To join a clinical trial for Duchenne Muscular Dystrophy, review the eligibility criteria on the trial detail pages, then talk to your doctor about whether a trial is right for you. Your doctor can help you evaluate the potential benefits and risks.
Phase 3 trials are large-scale studies that test whether a treatment is effective and monitor side effects. There are 3 Phase 3 trials for Duchenne Muscular Dystrophy, representing treatments closest to potential FDA approval.
Clinical trials follow strict safety protocols overseen by Institutional Review Boards (IRBs) and the FDA. Participants are monitored closely and can withdraw at any time. Always discuss risks and benefits with your healthcare provider before enrolling.
Trial data sourced from the ClinicalTrials.gov API. This site does not provide medical advice, always talk to your doctor about clinical trial participation.
For this entity, the underlying data on this page comes from the NIH ClinicalTrials.gov registry. The breakdown above is the federal record; the paragraphs below add the per-entity context that makes the headline numbers usable for a real decision rather than just a data lookup.
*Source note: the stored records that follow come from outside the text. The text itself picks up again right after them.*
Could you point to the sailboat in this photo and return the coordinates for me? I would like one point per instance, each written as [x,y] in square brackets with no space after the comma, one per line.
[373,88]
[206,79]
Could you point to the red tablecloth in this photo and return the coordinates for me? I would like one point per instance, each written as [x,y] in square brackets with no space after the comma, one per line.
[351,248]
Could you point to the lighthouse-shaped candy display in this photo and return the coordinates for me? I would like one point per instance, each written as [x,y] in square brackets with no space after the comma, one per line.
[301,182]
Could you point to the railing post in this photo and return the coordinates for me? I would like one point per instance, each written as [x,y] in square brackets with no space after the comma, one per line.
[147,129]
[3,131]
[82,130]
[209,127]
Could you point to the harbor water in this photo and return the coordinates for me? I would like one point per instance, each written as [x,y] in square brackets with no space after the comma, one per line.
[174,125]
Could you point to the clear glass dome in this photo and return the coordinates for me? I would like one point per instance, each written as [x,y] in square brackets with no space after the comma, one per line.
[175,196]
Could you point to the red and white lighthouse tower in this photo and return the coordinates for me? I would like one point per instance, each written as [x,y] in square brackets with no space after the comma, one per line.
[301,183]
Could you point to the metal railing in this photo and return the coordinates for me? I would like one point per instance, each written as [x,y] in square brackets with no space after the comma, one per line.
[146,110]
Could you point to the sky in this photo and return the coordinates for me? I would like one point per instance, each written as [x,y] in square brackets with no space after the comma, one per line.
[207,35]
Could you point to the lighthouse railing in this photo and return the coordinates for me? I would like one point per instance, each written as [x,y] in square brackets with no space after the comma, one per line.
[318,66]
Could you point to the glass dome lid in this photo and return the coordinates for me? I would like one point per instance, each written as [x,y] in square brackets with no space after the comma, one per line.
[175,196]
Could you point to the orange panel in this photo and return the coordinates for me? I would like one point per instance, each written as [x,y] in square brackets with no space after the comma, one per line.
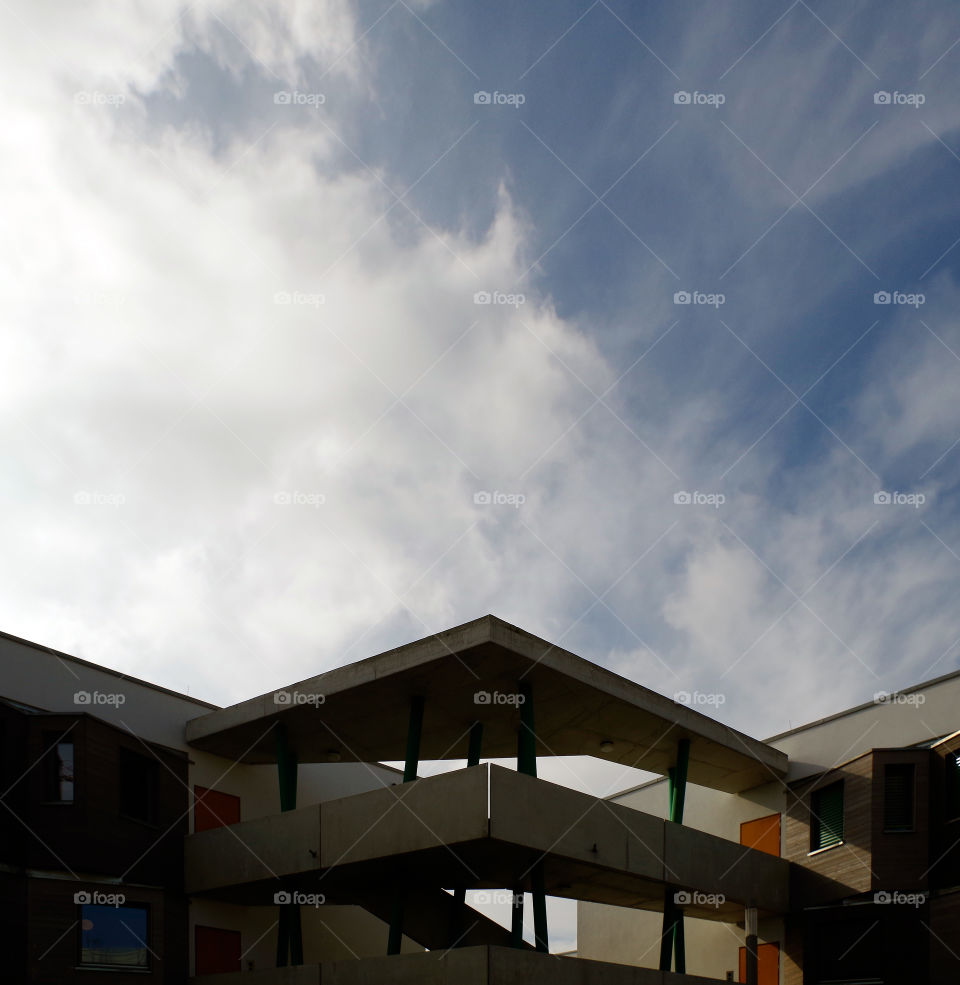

The methodology behind every numeric value on this page is publicly documented on the the NIH ClinicalTrials.gov registry portal and described in detail on this site’s methodology page. Refresh cadence varies by underlying series; the page surfaces the as-of date for each number so readers can trace any figure back to the source release.
For readers using this page as a decision input, the related-entity pages elsewhere on the site provide the comparison set. The most useful comparison for this entity is typically a peer within active and historical clinical trials with similar size, similar exposure, or similar geography — not the national-level summary alone.